September 3rd: An advertisement for an anesthetist on an NHS website, with the words ‘usual rubbish about equal opportunity employer’ – slips through the internal checks.

September 25th: Saudi women win the right to vote – but not to drive a car.

October 5th: Steve Jobs dies. The college dropout who helped popularize the personal computer and created the iPod, iPhone and iPad. His passing was nearly two months after Apple Inc., which Jobs started in a Silicon Valley garage in 1976, briefly surpassed Exxon Mobil Corp. as the most valuable publicly traded company in the world.

October 31st: The world’s population officially reaches 7 billion.

Dec 5th: The discovery of Kepler-22b, 600 light-years away from earth. Although twice the size of the Earth, the so-called Christmas Planet is right in the "goldilocks zone" - a distance from its star that would make it neither too hot or too cold to support life. With the revelation of two more Earth-size planets a couple of weeks later, we could be on the cusp an exoplanet-discovery bonanza.

December: In the US 25 million people remain unemployed or unable to find full-time work. The unemployment rate fell from 9 percent in October to 8.6 percent in November, providing a hopeful sign. Yet the housing market remained burdened by foreclosures and falling prices in many metropolitan areas.

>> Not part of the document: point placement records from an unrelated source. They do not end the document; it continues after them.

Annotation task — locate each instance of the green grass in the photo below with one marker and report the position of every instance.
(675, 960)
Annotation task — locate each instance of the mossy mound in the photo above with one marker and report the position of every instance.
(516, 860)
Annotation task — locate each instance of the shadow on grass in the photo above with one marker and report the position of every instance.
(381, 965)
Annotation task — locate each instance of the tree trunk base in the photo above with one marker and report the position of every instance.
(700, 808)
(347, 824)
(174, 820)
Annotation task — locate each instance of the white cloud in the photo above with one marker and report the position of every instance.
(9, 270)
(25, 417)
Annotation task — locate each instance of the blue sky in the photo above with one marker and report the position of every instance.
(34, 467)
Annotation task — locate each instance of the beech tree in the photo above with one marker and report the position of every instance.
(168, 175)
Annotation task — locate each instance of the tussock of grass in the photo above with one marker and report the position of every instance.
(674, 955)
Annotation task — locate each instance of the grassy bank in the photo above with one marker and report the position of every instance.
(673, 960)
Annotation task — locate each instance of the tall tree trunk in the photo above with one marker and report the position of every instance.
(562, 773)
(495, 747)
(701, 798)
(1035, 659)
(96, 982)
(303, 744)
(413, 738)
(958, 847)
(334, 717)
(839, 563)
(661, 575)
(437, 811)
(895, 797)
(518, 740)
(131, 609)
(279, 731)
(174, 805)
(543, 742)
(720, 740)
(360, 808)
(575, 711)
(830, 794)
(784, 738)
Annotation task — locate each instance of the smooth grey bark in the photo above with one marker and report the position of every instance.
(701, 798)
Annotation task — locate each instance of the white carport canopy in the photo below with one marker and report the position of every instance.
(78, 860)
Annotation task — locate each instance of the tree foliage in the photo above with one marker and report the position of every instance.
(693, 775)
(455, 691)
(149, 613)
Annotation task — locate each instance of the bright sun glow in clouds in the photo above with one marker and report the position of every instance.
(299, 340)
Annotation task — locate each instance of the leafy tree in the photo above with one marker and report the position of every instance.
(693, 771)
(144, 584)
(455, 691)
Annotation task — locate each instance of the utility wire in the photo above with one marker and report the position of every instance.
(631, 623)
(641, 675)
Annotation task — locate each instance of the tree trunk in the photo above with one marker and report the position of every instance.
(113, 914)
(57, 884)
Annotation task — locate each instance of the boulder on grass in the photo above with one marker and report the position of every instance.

How to fix the economy became the top campaign issue for Republican presidential contenders.

December 20th: South African media reported that between the 1st and 19th December there were 710 fatalities on South Africa's roads (one wonders, with a feeling of trepidation, what the figure will be by the end of December and after the New Year celebrations).

And in memory of a small fraction of those who said a final farewell in 2011;

6th February; Gary Moore at 58 (the former Thin Lizzy guitarist died of a heart attack while asleep on holiday in Spain);

20th March; Dorothy Young at 103 (stage assistant to Harry Houdini);

23rd March; Elizabeth Taylor at 79 (actress);

26th March; Dr Harry Coover at 94 (the inventor of Super Glue, the world’s strongest adhesive);

1st May; Sir Henry Copper at 76 (best remembered for his two momentous fights against Muhammad Ali in 1963 and 1966);

5th May; Claude Choules at 110 (the world’s last known combat veteran of World War I – after joining the navy at 15 years old);

3rd June; Jack Kevorkian at 83 (US right-to-die campaigner);

18th June; Yelena Bonner at 88 (Russian human-rights activist);

8th July; Betty Ford at 93 (former US first lady who founded the Betty Ford Center);

10th July; The News of the World at 168 (due to immoral acts);

17th July; Alex Steinweiss at 94 (inventor of the album cover);

23rd July; Amy Winehouse at 27 (way too young);

7th August; Nancy Wake at 98 (British agent and Second World War heroine);

13th September; Richard Hamilton at 89 (pop-art pioneer);

20th September; Robert Whitaker at 71 (Beatles photographer);

5th October; Steve Jobs at 56 (founder of Apple);

19th November; Basil D’Oliveira at 80 (cricketer who became a force against apartheid); and

25th December; Sue Carroll at 58 (legendary Daily Mirror Journalist - who was among the first women to break into the male dominated world of Fleet Street national newspapers).